House Deputy Majority Leader
- Incumbent
- Assumed office July 29, 2025

Member of the House of Representatives from Pampanga’s 3rd district
- Incumbent
- Assumed office June 30, 2025
- Preceded by: Aurelio Gonzales Jr.

Member of the Pampanga Provincial Board from the 3rd District
- In office June 30, 2022 – June 30, 2025 Serving with Ananias Canlas Jr. and Lucky Labung

Personal details
- Born: Alyssa Michaela Mercado Gonzales September 11, 1993 (age 32) Mandaluyong, Philippines
- Party: Lakas (2024–present)
- Other political affiliations: KAMBILAN (2021–2024)
- Parent: Aurelio Gonzales Jr. (father);
- Relatives: Brenz Gonzales (half-brother)
- Alma mater: University of Asia and the Pacific (BSBA) Ateneo Law School (dropped out)
- Occupation: Politician, business executive

= Mica Gonzales =

Filipino politician and business executive (born 1993)

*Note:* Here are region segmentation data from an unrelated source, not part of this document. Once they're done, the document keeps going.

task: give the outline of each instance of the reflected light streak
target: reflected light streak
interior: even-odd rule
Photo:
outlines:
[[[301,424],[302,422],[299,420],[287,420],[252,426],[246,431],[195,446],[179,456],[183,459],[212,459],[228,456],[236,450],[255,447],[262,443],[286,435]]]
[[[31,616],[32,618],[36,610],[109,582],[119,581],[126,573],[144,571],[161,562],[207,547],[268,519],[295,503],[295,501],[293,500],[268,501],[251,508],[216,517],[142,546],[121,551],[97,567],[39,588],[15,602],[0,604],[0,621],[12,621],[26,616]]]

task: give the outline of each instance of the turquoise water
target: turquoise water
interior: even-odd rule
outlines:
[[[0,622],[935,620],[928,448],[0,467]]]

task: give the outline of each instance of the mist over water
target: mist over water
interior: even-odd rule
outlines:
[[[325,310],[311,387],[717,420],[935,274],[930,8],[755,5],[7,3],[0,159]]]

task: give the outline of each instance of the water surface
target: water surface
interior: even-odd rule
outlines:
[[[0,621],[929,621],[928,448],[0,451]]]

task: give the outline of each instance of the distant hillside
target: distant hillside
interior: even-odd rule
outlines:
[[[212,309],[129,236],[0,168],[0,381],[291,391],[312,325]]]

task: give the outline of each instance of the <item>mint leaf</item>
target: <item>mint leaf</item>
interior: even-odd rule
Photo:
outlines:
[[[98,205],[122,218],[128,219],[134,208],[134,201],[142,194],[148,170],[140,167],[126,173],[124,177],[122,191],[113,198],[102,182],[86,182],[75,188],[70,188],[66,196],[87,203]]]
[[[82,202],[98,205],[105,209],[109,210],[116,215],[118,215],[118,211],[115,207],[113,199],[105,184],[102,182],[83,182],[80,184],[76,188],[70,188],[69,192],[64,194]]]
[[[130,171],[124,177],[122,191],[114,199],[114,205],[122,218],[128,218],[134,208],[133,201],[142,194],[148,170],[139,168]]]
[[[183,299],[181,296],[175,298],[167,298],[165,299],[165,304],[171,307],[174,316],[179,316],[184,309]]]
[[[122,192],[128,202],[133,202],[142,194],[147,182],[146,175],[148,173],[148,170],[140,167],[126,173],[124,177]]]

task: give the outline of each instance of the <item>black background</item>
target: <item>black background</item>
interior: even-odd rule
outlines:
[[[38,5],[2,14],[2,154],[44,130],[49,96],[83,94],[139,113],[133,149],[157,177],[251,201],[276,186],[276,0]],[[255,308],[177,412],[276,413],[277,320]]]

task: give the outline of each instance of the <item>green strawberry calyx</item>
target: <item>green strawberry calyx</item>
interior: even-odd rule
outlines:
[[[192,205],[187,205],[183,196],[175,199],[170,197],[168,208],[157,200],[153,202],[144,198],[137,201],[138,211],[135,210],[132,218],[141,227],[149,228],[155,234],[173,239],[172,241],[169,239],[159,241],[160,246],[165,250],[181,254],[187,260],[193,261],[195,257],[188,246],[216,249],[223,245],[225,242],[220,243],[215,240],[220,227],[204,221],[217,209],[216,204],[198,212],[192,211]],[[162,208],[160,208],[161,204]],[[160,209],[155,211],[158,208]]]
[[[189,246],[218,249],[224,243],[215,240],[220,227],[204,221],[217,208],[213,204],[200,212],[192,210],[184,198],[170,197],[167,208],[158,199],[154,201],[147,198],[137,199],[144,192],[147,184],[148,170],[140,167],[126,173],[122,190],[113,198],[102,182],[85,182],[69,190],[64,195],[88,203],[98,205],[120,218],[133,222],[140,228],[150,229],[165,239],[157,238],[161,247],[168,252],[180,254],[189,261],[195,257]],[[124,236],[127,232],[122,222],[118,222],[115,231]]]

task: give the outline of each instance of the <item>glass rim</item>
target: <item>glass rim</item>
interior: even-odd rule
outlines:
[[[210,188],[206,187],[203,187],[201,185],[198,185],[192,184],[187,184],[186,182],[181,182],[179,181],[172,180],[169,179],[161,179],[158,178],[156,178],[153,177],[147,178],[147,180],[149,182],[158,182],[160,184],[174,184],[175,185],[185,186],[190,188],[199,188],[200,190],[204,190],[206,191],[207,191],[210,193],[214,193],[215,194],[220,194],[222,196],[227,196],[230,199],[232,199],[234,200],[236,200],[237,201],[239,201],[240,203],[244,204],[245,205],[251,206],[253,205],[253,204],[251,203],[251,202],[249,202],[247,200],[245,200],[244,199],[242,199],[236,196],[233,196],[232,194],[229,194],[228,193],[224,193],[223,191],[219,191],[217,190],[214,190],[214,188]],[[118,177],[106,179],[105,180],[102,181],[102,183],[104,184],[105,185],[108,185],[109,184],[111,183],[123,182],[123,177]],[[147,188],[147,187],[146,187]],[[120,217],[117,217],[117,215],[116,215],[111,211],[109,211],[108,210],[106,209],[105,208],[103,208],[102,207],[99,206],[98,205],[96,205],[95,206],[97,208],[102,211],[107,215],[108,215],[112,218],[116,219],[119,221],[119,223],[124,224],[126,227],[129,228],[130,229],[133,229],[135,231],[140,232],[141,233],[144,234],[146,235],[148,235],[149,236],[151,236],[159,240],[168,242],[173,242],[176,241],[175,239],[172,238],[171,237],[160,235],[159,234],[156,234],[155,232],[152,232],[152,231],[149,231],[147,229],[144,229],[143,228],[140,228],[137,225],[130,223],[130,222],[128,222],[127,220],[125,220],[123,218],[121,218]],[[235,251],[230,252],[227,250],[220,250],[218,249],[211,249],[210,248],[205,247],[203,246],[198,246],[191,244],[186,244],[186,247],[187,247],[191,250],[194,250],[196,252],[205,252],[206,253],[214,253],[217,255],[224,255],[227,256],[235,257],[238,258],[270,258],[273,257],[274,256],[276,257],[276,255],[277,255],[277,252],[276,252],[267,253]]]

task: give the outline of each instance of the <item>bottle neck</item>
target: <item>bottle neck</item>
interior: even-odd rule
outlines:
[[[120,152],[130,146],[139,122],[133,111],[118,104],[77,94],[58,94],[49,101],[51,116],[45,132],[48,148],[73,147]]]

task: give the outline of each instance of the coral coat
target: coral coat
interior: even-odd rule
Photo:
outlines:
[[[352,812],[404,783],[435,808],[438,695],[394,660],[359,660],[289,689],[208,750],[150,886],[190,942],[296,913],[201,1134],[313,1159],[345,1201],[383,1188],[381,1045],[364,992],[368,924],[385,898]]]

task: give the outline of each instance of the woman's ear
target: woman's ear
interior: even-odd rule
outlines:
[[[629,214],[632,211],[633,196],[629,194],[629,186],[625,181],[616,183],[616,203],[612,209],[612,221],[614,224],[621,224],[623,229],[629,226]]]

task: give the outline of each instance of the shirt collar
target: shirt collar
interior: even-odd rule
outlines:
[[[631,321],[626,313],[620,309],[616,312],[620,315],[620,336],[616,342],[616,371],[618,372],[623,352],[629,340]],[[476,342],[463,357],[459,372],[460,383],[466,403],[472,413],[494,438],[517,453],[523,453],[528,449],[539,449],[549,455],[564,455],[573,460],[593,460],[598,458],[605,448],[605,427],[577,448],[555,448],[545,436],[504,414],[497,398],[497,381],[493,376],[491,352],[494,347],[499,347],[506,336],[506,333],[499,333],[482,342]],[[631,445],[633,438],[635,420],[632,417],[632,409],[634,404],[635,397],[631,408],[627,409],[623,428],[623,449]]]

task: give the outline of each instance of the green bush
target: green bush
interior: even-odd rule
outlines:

Alyssa Michaela "Mica" Mercado Gonzales (born September 11, 1993) is a Filipino politician and business executive serving as the current representative of Pampanga's 3rd congressional district since 2025. She is a member of the Lakas–CMD political party and the daughter of former representative and Senior Deputy Speaker Aurelio Gonzales Jr.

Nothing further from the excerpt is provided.